1. A light-weight low-altitude intelligent identification method based on knowledge distillation is characterized by comprising the following steps of: Acquiring low-altitude remote sensing image data; The low-altitude remote sensing image data is input into a lightweight low-altitude intelligent recognition model, multi-scale feature information of an image is extracted through a feature extraction network, the lightweight low-altitude intelligent recognition model comprises a feature extraction network, a feature pyramid feature fusion network and a target detection task head which are sequentially connected, wherein the lightweight low-altitude intelligent recognition model is obtained by constructing a training set based on the low-altitude remote sensing image data, carrying out knowledge distillation training by constructing a heterogeneous knowledge distillation frame between a teacher network and a student network, and carrying out pruning and quantization treatment on the student network after distillation training; Performing cross-scale feature fusion based on the multi-scale feature information to obtain enhanced feature representation; And executing a target detection task according to the enhanced feature representation, positioning and identifying the target in the low-altitude remote sensing image data, and outputting a target identification result in the low-altitude scene.

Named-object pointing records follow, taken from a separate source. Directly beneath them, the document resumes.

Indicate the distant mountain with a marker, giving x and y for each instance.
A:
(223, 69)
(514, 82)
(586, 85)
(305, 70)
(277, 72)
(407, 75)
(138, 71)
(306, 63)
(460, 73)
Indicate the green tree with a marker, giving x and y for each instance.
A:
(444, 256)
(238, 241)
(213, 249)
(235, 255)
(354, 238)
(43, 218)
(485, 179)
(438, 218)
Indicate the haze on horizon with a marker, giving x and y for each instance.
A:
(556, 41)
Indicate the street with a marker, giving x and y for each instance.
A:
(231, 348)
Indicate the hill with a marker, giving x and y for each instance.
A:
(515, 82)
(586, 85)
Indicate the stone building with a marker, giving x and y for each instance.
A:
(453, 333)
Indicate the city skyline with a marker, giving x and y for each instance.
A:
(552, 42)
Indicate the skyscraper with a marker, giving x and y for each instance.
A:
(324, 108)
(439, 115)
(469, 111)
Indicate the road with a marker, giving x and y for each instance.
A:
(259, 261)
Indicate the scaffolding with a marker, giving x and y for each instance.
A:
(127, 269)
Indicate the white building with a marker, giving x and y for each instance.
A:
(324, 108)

2. The method of claim 1, wherein the lightweight low-altitude intelligent recognition model is trained by way of knowledge distillation, comprising: Constructing a training set based on low-altitude remote sensing image data; Constructing a heterogeneous knowledge distillation frame between a teacher network and a student network, wherein the characteristic extraction network of the teacher network is a characteristic extraction network based on a visual transformation structure, and the student network is used for constructing a lightweight low-altitude intelligent recognition model; inputting a training set into the teacher network, extracting multi-scale teacher characteristics, and outputting soft label supervision information; Carrying out channel dimension matching and spatial resolution alignment on the multi-scale teacher features through a feature projection mapping module to obtain teacher supervision features consistent with the student network feature space; Inputting a training set into the student network, and extracting multi-scale student characteristics; Constructing a distillation loss function based on the soft tag supervision information and teacher supervision characteristics; and performing distillation training on the student network based on the multi-scale student characteristics, the multi-scale teacher characteristics, the teacher supervision characteristics and the loss function to obtain a distillation enhanced student network.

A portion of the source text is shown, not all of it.